A mediação dos agentes culturais, como é o caso da mãe, é fundamental para o desenvolvimento da criança, pois é através do exemplo, da ajuda e do apoio presentes nesta mediação que ela vai aprendendo a agir de forma humana, mesmo nos gestos mais simples, e vai internalizando os instrumentos culturais. Por instrumentos culturais podemos compreender, por exemplo, a linguagem, a leitura ou a escrita, instrumentos fundamentais para a comunicação, que é indispensável na vida em sociedade.

Percebendo as condições sob as quais acontece a internalização, podemos tentar perceber como é que a criança poderá usar estes instrumentos como instrumentos psicológicos na sua atividade (Yudina, 2009, p. 4, 5). Vigotsky defende a ideia de que o desenvolvimento das funções psicológicas superiores da criança ocorre da dimensão interpsicológica, ou seja, da interação com os outros, para a dimensão intrapsicológica, ou seja, a mente da criança.
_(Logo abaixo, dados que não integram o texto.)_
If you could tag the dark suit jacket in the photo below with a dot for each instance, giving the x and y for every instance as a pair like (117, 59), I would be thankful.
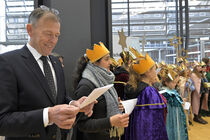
(24, 93)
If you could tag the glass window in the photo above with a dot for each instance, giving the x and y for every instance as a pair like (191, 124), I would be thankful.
(155, 20)
(13, 20)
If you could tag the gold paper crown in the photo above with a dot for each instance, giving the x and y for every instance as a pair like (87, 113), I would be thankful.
(171, 74)
(114, 62)
(98, 52)
(120, 61)
(144, 64)
(203, 64)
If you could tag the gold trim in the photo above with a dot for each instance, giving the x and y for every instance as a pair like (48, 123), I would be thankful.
(151, 104)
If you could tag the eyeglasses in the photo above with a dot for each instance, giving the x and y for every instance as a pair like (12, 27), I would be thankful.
(54, 11)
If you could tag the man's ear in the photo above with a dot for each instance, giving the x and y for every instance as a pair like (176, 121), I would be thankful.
(29, 29)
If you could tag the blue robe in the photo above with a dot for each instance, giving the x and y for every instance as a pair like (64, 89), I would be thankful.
(147, 119)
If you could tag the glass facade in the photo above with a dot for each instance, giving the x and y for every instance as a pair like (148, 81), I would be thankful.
(155, 20)
(14, 17)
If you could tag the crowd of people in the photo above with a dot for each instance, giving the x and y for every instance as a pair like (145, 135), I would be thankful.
(35, 105)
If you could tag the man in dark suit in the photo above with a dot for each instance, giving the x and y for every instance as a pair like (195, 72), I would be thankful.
(33, 98)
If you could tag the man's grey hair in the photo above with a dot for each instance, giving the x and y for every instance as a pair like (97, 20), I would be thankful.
(37, 13)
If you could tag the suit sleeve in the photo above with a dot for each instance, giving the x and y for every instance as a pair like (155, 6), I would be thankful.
(13, 122)
(93, 123)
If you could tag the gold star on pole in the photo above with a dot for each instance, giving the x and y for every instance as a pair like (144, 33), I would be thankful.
(122, 39)
(175, 41)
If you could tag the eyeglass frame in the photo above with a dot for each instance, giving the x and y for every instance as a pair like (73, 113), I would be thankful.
(54, 11)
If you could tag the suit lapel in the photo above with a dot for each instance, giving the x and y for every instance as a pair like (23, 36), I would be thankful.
(34, 67)
(58, 77)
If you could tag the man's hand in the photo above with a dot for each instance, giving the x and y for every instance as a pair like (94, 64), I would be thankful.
(88, 110)
(63, 115)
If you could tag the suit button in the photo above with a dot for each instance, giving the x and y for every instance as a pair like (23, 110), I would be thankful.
(54, 137)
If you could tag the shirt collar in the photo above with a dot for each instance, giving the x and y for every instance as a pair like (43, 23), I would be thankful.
(34, 52)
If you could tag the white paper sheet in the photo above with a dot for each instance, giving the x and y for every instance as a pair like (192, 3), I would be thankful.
(129, 105)
(97, 92)
(186, 106)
É o mesmo que afirma que todas as funções psicointelectuais superiores

aparecem duas vezes no decurso do desenvolvimento da criança: a primeira vez, nas atividades coletivas, nas atividades sociais, ou seja, como funções interpsíquicas: a segunda, nas atividades individuais, como propriedades internas do pensamento da criança, ou seja, como funções intrapsíquicas (Vigotskii, 1988, p. 114).

Isto leva-nos à noção de Zona de Desenvolvimento Proximal (ZDP), que a partir das ideias de Vygotsky, se define como a distância entre o nível efetivo de desenvolvimento da criança, avaliado pela dificuldade do problema que esta pode resolver sem a ajuda do adulto, e o seu nível de desenvolvimento potencial, avaliado pela dificuldade do problema que a mesma consegue resolver com a ajuda de um colega mais competente ou de um adulto.

Contudo, segundo Oers (2009), Vigotsky não se reportava à ZDP como uma qualidade específica da criança nem dos educadores, mas mais como uma transição do que a criança é capaz de fazer para o que ainda não é capaz de fazer, através da colaboração e com a ajuda da imitação. Com o auxílio da imitação na atividade coletiva guiada pelos adultos,

a criança pode fazer muito mais do que com a sua capacidade de compreensão de modo independente (Vigotskii, 1988, p. 112). A imitação relaciona-se com a participação nas atividades culturais. Estas são pré-existentes à criança, que vai emulá-las. Nessa emulação necessita de alguma ajuda, necessita da colaboração de um sujeito, já

12 conhecedor das funções e ações que a atividade cultural em questão comporta, e das quais se vai apropriar. Assim, pela emulação de atividades culturais ainda novas para si, mas nas quais a criança quer participar, dando-lhes sentido irá desenvolver novas funções psicológicas. Irá, segundo Oers (2009), mais do que evoluir na sua ZDP, evoluir na sua área de desenvolvimento de neoformações, pela apropriação das novas ações e funções das atividades culturais emuladas.

Como até aqui explanamos, acreditamos que o desenvolvimento não depende unicamente das características internas do indivíduo, mas ocorre a partir das interações com os outros, assumindo o brincar um papel de relevo, já que através da imaginação e da representação de papéis simbólicos a criança explora e compreende o mundo social que a rodeia, o que pode conduzir a uma adequação dos seus comportamentos. As interações podem ser determinantes para a aprendizagem, e a capacidade de estabelecer interações e relações de qualidade com os outros promove o desenvolvimento da criança. Assim sendo, no capítulo que se segue tentaremos compreender porque é que a educação social e emocional, promovendo competências sociais e emocionais, pode favorecer a aprendizagem e o desenvolvimento.